Ámbar lo miró con sorpresa, ella no había hecho tal cosa e ignoraba quién pudiera ser el autor; luego, una secreta sonrisa de complacencia asomó en sus labios.
—¿Y qué dijo ella?
Una expresión de disgusto y fastidio surcó de improviso el semblante de Bruce.
—No lo creyó.
—¡No lo creyó! ¡Debe de ser una condenada necia!
De pronto se detuvo llevándose la mano a la boca, mirándolo des pavorida y deseando morder su traicionera lengua.

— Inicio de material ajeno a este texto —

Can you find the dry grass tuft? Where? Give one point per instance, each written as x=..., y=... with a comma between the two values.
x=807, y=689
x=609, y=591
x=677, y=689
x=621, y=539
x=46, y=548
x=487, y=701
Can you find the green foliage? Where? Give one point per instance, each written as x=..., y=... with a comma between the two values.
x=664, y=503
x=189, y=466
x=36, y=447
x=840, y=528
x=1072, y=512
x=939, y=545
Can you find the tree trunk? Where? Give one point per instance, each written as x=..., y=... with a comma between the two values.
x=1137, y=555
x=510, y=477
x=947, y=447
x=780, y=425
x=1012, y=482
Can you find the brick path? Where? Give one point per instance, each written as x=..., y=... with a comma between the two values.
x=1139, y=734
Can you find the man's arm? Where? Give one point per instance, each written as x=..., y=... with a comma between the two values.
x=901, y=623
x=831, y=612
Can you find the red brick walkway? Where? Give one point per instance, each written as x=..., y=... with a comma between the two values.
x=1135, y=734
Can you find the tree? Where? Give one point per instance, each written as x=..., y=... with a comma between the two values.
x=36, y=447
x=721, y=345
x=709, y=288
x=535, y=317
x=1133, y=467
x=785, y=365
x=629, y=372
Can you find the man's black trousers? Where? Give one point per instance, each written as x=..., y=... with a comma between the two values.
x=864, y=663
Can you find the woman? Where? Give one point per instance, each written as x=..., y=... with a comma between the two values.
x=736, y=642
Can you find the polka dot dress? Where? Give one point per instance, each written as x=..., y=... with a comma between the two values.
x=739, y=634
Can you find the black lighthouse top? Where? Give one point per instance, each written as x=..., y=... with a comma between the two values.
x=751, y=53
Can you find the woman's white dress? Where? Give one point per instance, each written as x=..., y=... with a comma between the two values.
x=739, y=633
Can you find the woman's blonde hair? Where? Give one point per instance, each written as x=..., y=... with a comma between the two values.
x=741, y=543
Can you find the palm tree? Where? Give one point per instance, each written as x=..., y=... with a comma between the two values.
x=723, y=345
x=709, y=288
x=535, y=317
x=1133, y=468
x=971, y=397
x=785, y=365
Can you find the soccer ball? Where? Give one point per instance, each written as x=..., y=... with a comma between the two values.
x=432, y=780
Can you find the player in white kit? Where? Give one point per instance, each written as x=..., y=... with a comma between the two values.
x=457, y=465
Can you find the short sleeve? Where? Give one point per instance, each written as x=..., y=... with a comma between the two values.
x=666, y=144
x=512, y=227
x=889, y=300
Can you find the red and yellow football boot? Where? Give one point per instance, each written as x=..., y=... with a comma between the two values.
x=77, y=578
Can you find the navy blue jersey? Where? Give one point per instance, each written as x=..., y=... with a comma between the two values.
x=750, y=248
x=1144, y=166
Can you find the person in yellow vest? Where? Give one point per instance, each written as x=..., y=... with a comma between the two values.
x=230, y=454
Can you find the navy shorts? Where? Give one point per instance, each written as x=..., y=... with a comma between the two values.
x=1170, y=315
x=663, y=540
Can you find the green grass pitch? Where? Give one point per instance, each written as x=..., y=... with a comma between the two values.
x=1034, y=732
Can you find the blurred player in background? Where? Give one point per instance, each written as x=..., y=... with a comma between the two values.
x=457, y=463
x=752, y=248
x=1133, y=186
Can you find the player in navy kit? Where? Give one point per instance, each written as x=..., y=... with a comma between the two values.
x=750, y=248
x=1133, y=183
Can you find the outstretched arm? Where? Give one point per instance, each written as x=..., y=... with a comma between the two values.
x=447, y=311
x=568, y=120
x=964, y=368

Bajó la mirada y todo su espíritu se abatió.
—¡Oh! —murmuró—. ¡Perdóname por decir esto!
Cuando volvió a levantar la vista, Bruce la contemplaba con ternura y cólera a la vez. Se quedaron así mientras los minutos transcurrían, mirándose intensamente. Luego ella comenzó a sollozar y se prendió de su cuello, abrazándolo con frenesí, presionando fuertemente su cuerpo contra el de él. Por unos instantes permaneció Bruce sin hacer movimiento alguno, por último la asió de los hombros, apretando con fuerza los dedos en la morbidez de sus carnes. Con una sensación de triunfo vio ella que toda la expresión de disgusto había desaparecido del rostro de su amado.
Ámbar cerró los ojos y echó la cabeza hacia atrás. Su boca, húmeda y entreabierta, pronunció su nombre.
—Bruce…
—¡Ámbar!
Sus bocas, ávidas, se unieron con desesperada emoción, temblorosos sus cuerpos, pero todavía él continuaba reteniéndola por los hombros, en los que parecían haberse incrustado sus dedos. De pronto, con violencia, Bruce la apartó y antes de que ella pudiera recobrar los sentidos, ya él había corrido hasta su caballo, montando de un salto y partiendo al galope, en dirección a la ciudad. Ámbar se quedó donde estaba, en la misma posición que él la dejara, todavía sin salir de su dolorosa estupefacción, viendo con creciente ansiedad cómo se alejaba y se perdía de vista. La pálida luz del día coronaba de un rosado destello las copas de los árboles, mientras las hojas destilaban por gotas el fresco rocío de la noche.